I did the same thing after my last big break-up.
I was so deep into that relationship that when it ended, I felt like I wasn’t a whole person.
It was like I’d lost the better half of me, the part that was worth anything.
So, I think the one-night stands were about trying to recapture some of that self-worth. I was trying to prove to myself that I could have some value, at least as a lover.
I was also trying to bring some fun back into my life.
And I definitely wasn’t ready to let myself catch any feelings, so I compartmentalized my emotions and allowed myself to have only physical intimacy.
All that combined made me pursue purely physical relationships for a while, which was thankfully pretty short.
7) No one catches your eye.
Instead of chasing after hook-ups, it might be that absolutely no one interests you at all, not in that way, anyway.
You might find yourself completely turned off by the idea of romance or of connecting with anyone else.
If that’s the case, it’s probably because you’re still mourning the loss of that other person from your life.
I think there’s always a period after a heartbreak where you simply can’t imagine ever being with anyone else ever again.
And that’s good because it tells you that your relationships have meaning and aren’t just trivial or superficial.
8) You’re stuck on sad.
Heartbreak makes you sad inside and out, but why does it make you attracted to sad songs, tear-jerking movies, and stories of sorrow?
Wouldn’t it make sense to try to take in positive, happy, funny things to try to cheer yourself up?
It doesn’t seem to work that way.
When it comes to things like movies and music, we tend to choose things that mirror our moods. I guess we want to relate our feelings to those of others, even if they’re fictional.
Maybe through this empathetic connection, we get a feeling of sharing our feelings and the burden they create..?
9) You can’t stop thinking about what happened.
Do you find yourself trapped in circles of thought like a tape loop playing over and over again?
It’s normal to reflect on what went wrong and the painful results when your heart gets broken.
But if you’re obsessively thinking about this and little else, that’s called rumination, and it can be very hard to get away from.
Day and night, your every thought leads back to the trauma of losing love, and your mind just can’t stop thinking about it.
If this is happening to you, it means you’re still processing what happened, and there’s still a lot to get over.
It can help to force yourself to do new activities to interrupt your routines and break you out of this cyclical thinking.
10) You get sick easily.
I don’t mean lovesick, which is actually the opposite of having a broken heart, I guess.
I’m talking about getting physically sick and feeling rotten.
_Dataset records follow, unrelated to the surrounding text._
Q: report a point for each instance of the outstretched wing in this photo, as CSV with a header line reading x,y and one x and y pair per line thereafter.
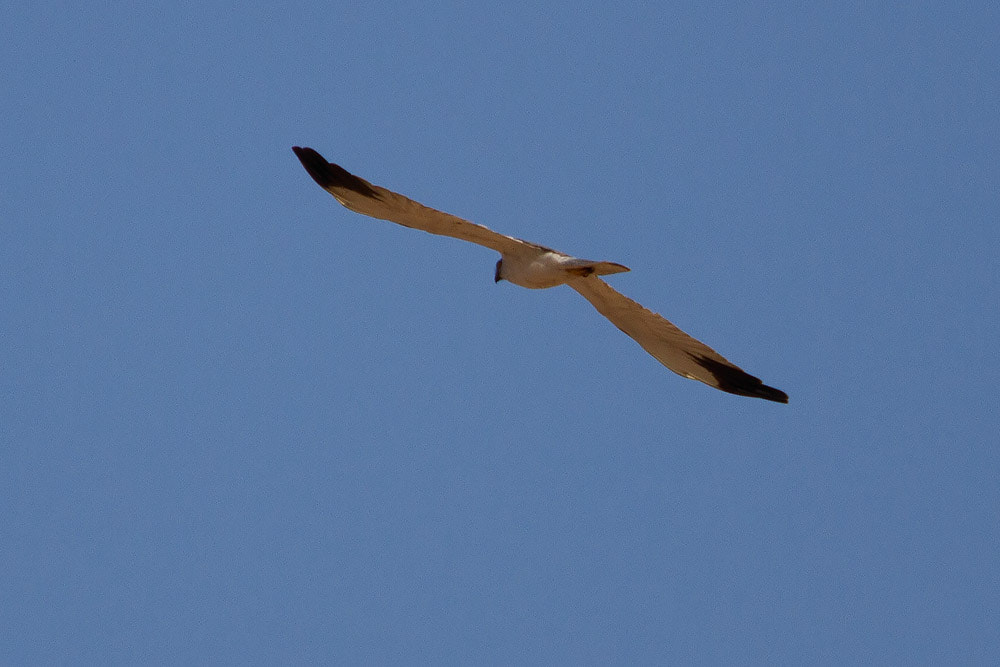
x,y
669,345
362,197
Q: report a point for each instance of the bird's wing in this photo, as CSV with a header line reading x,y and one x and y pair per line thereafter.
x,y
669,345
362,197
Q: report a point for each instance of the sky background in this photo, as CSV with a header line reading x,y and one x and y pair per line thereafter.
x,y
243,425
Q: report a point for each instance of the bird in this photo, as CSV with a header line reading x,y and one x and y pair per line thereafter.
x,y
536,267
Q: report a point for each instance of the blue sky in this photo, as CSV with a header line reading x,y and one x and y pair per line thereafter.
x,y
244,425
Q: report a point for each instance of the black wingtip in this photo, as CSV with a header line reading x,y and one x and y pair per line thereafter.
x,y
735,381
328,175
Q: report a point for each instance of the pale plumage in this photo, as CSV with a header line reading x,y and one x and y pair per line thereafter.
x,y
534,266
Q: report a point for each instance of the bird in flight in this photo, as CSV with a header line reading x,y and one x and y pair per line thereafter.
x,y
536,267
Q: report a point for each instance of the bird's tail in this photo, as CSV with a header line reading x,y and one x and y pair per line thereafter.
x,y
586,267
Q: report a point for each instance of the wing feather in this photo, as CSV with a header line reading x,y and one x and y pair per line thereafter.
x,y
670,346
362,197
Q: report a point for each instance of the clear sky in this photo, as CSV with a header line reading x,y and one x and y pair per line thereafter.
x,y
242,424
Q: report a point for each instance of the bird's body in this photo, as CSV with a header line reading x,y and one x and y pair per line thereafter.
x,y
536,267
540,269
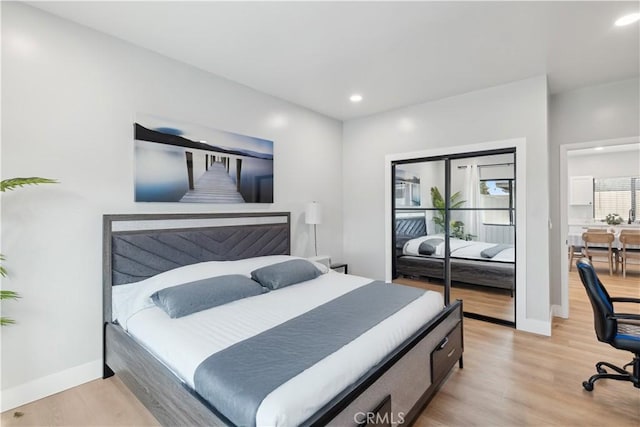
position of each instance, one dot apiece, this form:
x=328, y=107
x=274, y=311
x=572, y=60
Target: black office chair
x=620, y=330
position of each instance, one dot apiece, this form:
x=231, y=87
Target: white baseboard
x=559, y=311
x=535, y=326
x=51, y=384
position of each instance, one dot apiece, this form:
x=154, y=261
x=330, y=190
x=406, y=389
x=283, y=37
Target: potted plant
x=613, y=219
x=11, y=184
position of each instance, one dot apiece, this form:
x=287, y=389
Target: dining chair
x=598, y=247
x=575, y=252
x=627, y=238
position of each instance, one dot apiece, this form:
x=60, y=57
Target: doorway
x=611, y=169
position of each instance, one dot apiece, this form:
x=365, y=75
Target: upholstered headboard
x=140, y=246
x=408, y=228
x=411, y=226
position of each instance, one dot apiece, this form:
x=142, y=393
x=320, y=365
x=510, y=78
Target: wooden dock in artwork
x=214, y=186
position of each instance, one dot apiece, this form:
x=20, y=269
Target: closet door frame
x=517, y=147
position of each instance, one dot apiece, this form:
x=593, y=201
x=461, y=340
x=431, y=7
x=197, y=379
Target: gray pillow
x=428, y=247
x=188, y=298
x=494, y=250
x=286, y=273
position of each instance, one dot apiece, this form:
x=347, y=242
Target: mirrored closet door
x=454, y=229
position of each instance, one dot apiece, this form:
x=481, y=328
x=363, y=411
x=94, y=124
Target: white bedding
x=183, y=343
x=459, y=248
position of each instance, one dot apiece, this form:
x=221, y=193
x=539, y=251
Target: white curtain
x=473, y=220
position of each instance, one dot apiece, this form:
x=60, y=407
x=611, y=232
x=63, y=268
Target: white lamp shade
x=313, y=213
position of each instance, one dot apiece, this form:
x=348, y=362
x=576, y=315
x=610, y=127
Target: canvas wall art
x=188, y=163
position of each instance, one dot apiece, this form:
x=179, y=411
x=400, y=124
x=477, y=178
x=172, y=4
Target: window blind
x=616, y=195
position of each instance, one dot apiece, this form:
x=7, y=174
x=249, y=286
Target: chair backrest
x=630, y=237
x=600, y=301
x=596, y=230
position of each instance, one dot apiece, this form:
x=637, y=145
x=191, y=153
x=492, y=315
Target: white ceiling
x=316, y=54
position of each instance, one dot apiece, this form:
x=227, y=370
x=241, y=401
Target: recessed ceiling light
x=628, y=19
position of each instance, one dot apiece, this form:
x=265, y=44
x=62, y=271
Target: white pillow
x=131, y=298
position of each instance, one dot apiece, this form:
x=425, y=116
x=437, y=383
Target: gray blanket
x=236, y=380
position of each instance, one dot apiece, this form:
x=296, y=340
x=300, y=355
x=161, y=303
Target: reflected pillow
x=429, y=246
x=181, y=300
x=286, y=273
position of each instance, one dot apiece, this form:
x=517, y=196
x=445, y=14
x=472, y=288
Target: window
x=497, y=194
x=616, y=195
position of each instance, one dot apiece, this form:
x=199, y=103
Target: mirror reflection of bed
x=481, y=230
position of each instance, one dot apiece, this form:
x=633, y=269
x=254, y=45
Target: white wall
x=69, y=99
x=594, y=113
x=510, y=111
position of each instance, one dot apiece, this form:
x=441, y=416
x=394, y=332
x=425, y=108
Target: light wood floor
x=496, y=303
x=510, y=378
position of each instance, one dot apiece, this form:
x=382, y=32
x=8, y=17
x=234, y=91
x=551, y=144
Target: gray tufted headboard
x=136, y=247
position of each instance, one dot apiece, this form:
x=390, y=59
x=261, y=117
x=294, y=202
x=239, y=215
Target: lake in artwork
x=186, y=163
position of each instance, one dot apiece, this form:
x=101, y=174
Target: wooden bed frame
x=396, y=390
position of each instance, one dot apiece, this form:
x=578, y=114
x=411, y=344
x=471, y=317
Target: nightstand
x=340, y=268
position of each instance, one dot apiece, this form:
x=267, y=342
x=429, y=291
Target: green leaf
x=13, y=183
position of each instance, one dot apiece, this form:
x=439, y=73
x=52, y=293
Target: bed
x=235, y=362
x=473, y=263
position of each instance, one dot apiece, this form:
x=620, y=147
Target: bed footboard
x=397, y=390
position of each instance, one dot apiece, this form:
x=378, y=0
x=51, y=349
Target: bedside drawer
x=446, y=354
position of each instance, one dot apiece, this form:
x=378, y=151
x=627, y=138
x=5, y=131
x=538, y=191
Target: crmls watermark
x=376, y=418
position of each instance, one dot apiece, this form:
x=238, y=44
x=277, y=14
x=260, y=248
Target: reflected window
x=497, y=194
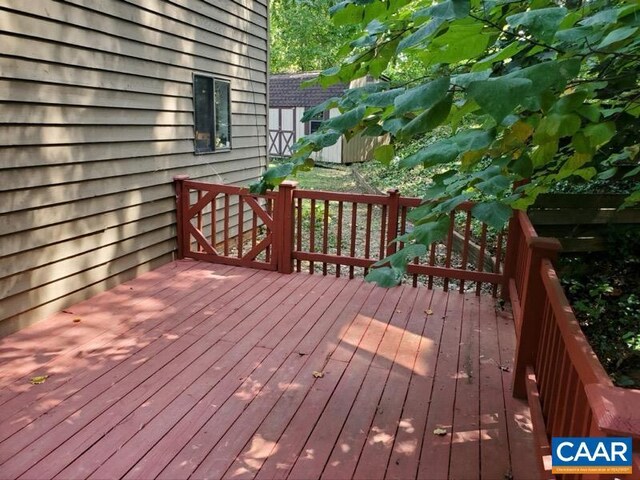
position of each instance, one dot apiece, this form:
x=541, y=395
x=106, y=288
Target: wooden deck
x=208, y=371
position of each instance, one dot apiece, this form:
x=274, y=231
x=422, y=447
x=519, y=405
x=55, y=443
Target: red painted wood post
x=178, y=182
x=532, y=304
x=283, y=226
x=514, y=233
x=393, y=216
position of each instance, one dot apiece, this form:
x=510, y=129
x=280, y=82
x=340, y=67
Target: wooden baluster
x=513, y=255
x=447, y=262
x=182, y=205
x=339, y=239
x=531, y=305
x=254, y=229
x=483, y=246
x=300, y=234
x=214, y=226
x=354, y=221
x=432, y=262
x=240, y=225
x=403, y=223
x=226, y=224
x=312, y=232
x=367, y=238
x=465, y=248
x=496, y=267
x=284, y=226
x=269, y=209
x=325, y=237
x=199, y=219
x=392, y=223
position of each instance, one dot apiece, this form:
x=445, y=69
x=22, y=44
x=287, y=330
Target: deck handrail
x=297, y=224
x=556, y=370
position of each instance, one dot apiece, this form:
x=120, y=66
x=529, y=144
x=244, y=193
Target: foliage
x=605, y=296
x=303, y=38
x=535, y=89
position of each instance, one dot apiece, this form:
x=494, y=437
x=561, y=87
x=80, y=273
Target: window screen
x=212, y=104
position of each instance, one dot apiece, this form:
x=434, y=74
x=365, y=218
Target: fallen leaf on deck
x=39, y=380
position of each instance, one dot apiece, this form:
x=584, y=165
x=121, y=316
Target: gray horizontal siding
x=96, y=117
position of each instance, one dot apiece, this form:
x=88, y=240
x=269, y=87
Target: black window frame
x=315, y=122
x=205, y=135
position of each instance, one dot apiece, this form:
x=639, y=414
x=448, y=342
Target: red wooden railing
x=322, y=232
x=226, y=224
x=568, y=390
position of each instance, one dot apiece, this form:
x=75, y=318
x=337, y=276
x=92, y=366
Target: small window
x=314, y=124
x=212, y=105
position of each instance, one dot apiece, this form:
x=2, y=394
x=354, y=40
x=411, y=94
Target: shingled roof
x=285, y=90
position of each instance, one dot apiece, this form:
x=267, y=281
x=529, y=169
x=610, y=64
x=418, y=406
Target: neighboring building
x=288, y=100
x=97, y=116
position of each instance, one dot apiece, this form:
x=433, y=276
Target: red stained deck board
x=397, y=355
x=211, y=368
x=466, y=422
x=262, y=443
x=494, y=444
x=218, y=459
x=436, y=449
x=407, y=445
x=129, y=373
x=128, y=394
x=378, y=340
x=518, y=416
x=212, y=429
x=368, y=348
x=64, y=380
x=54, y=336
x=313, y=328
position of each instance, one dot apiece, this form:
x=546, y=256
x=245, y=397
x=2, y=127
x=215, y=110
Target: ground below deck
x=206, y=371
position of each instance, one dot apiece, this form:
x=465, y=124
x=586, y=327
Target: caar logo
x=591, y=455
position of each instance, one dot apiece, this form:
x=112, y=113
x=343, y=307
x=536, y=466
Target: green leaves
x=420, y=35
x=385, y=277
x=422, y=97
x=347, y=120
x=500, y=96
x=384, y=154
x=428, y=233
x=494, y=214
x=429, y=119
x=542, y=23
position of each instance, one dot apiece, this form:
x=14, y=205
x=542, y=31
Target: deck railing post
x=514, y=233
x=392, y=220
x=532, y=304
x=182, y=203
x=283, y=226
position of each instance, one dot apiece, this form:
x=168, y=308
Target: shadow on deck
x=209, y=371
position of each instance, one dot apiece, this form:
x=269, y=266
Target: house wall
x=96, y=117
x=333, y=153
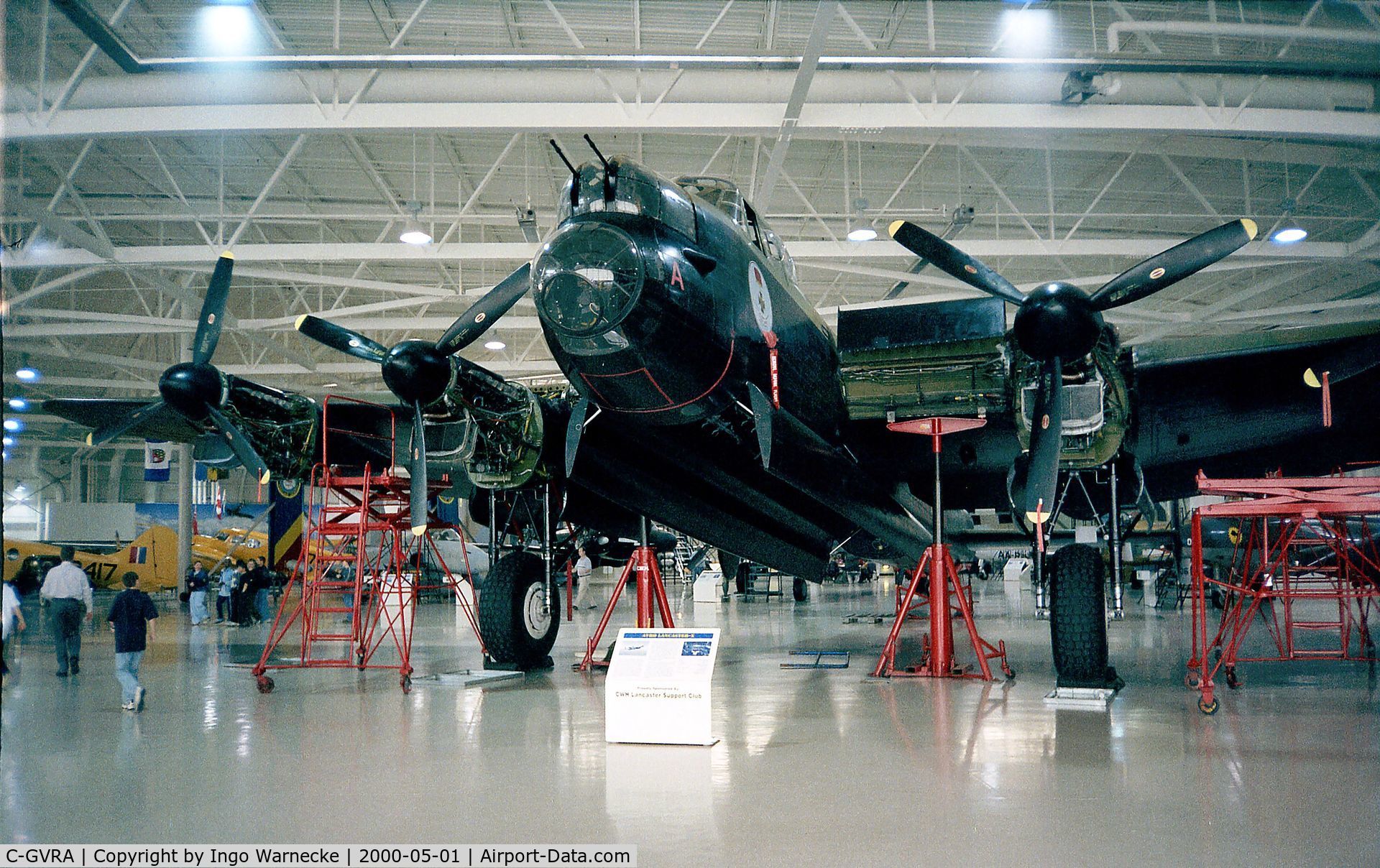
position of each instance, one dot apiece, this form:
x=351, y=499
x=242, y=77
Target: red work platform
x=643, y=569
x=946, y=592
x=1303, y=550
x=355, y=586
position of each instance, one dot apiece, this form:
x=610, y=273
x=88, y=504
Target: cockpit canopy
x=635, y=190
x=726, y=196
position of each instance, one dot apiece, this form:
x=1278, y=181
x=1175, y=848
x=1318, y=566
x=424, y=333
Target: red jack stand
x=643, y=562
x=946, y=592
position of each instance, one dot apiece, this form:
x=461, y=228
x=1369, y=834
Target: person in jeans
x=229, y=577
x=69, y=594
x=12, y=620
x=132, y=619
x=196, y=583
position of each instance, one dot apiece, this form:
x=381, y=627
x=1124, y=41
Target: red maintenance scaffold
x=936, y=586
x=356, y=581
x=1305, y=565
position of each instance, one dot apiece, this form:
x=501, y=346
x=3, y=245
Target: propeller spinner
x=1060, y=322
x=420, y=371
x=198, y=389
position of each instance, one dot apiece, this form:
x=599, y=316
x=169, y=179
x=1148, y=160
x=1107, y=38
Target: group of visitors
x=243, y=596
x=243, y=599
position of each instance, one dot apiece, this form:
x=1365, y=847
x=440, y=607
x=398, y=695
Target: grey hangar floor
x=824, y=767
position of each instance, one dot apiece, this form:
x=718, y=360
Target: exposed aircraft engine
x=505, y=427
x=280, y=425
x=1096, y=397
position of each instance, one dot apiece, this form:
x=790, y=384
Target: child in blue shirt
x=132, y=619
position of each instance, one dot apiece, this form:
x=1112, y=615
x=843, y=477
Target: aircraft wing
x=98, y=412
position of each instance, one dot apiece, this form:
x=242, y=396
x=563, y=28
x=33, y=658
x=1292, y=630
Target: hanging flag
x=157, y=461
x=285, y=522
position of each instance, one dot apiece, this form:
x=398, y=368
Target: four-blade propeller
x=196, y=389
x=420, y=371
x=1059, y=322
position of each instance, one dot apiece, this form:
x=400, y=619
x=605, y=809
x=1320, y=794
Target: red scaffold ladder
x=1306, y=565
x=356, y=581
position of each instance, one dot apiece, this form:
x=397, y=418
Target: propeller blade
x=1046, y=436
x=417, y=468
x=108, y=433
x=213, y=311
x=954, y=261
x=241, y=445
x=483, y=312
x=341, y=338
x=1174, y=264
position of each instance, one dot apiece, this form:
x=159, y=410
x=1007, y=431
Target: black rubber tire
x=501, y=611
x=1078, y=617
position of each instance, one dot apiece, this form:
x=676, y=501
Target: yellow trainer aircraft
x=152, y=555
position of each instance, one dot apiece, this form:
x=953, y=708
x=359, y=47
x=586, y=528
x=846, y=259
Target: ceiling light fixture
x=413, y=229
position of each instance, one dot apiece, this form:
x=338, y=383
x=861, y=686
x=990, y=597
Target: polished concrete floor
x=824, y=767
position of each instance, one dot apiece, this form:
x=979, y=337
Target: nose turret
x=588, y=277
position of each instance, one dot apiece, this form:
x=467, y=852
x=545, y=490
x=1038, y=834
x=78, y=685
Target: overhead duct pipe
x=100, y=32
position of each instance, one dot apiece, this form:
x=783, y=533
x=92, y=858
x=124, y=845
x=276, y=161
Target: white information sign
x=658, y=686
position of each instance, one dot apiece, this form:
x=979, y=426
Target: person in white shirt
x=12, y=620
x=584, y=571
x=68, y=591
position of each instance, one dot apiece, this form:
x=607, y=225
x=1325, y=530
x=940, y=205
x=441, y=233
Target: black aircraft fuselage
x=663, y=303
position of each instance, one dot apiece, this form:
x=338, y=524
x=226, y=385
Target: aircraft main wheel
x=1078, y=619
x=517, y=627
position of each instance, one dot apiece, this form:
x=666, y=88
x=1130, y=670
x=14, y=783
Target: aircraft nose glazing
x=588, y=277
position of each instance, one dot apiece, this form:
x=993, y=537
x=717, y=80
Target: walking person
x=584, y=571
x=69, y=594
x=196, y=584
x=229, y=576
x=12, y=622
x=132, y=619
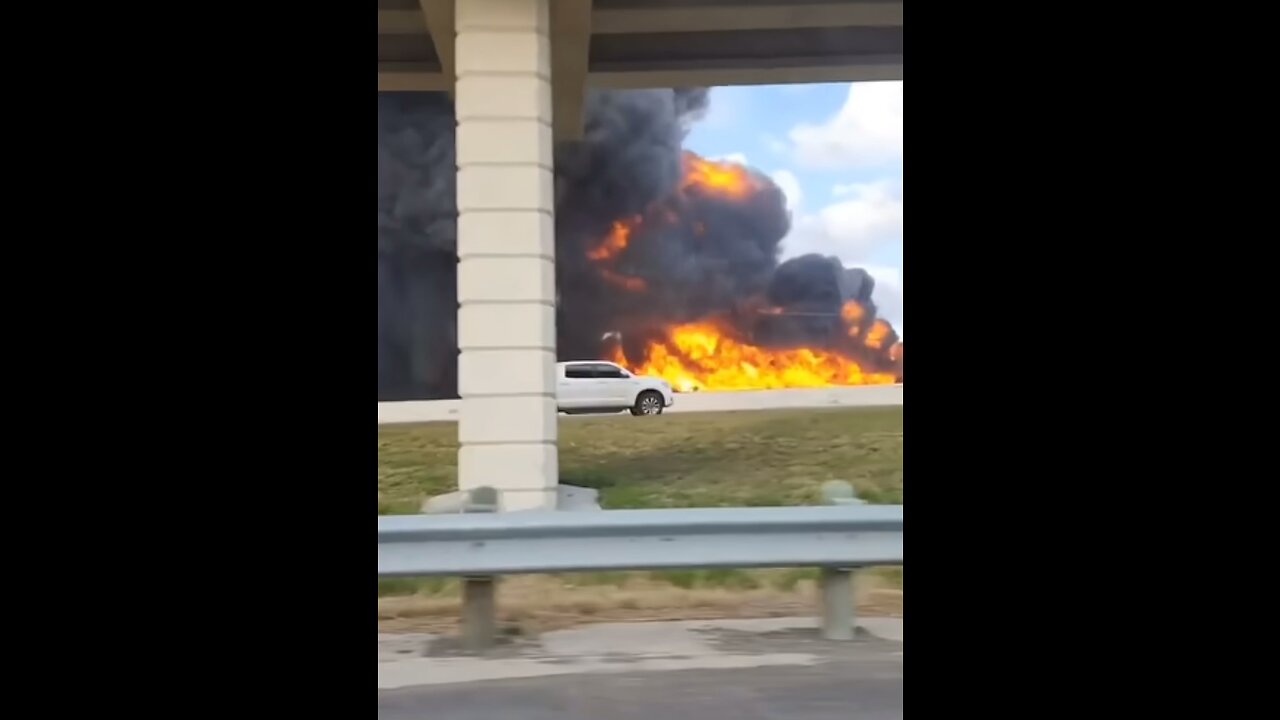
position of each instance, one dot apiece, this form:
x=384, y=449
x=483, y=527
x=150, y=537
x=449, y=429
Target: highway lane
x=865, y=687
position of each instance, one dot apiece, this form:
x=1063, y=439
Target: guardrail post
x=837, y=604
x=837, y=583
x=479, y=614
x=479, y=601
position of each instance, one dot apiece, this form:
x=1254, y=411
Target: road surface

What does this have to do with having your heart broken?
The emotional pain you’re suffering and the disruptions to how you’re sleeping and eating can cause you stress.
And this stress can cause chronic inflammation in the body, leading to lots of different health problems, especially auto-immune disorders. At the same time, stress lowers the number of your white blood cells, which protect you from pathogens, allowing you to pick up infections more easily.
So you can actually get sick from a broken heart.
If you’ve been struggling with health problems since yours was shattered, you still have some recovery to do.
If you display any of these ten behaviors, you’re probably still recovering from a broken heart.
And that’s OK.
It can take a whole lot of time and boxes of tissues, but you’re going to get there eventually.
And one day, you might even realize how lucky you are to have had a few really good heartbreaks.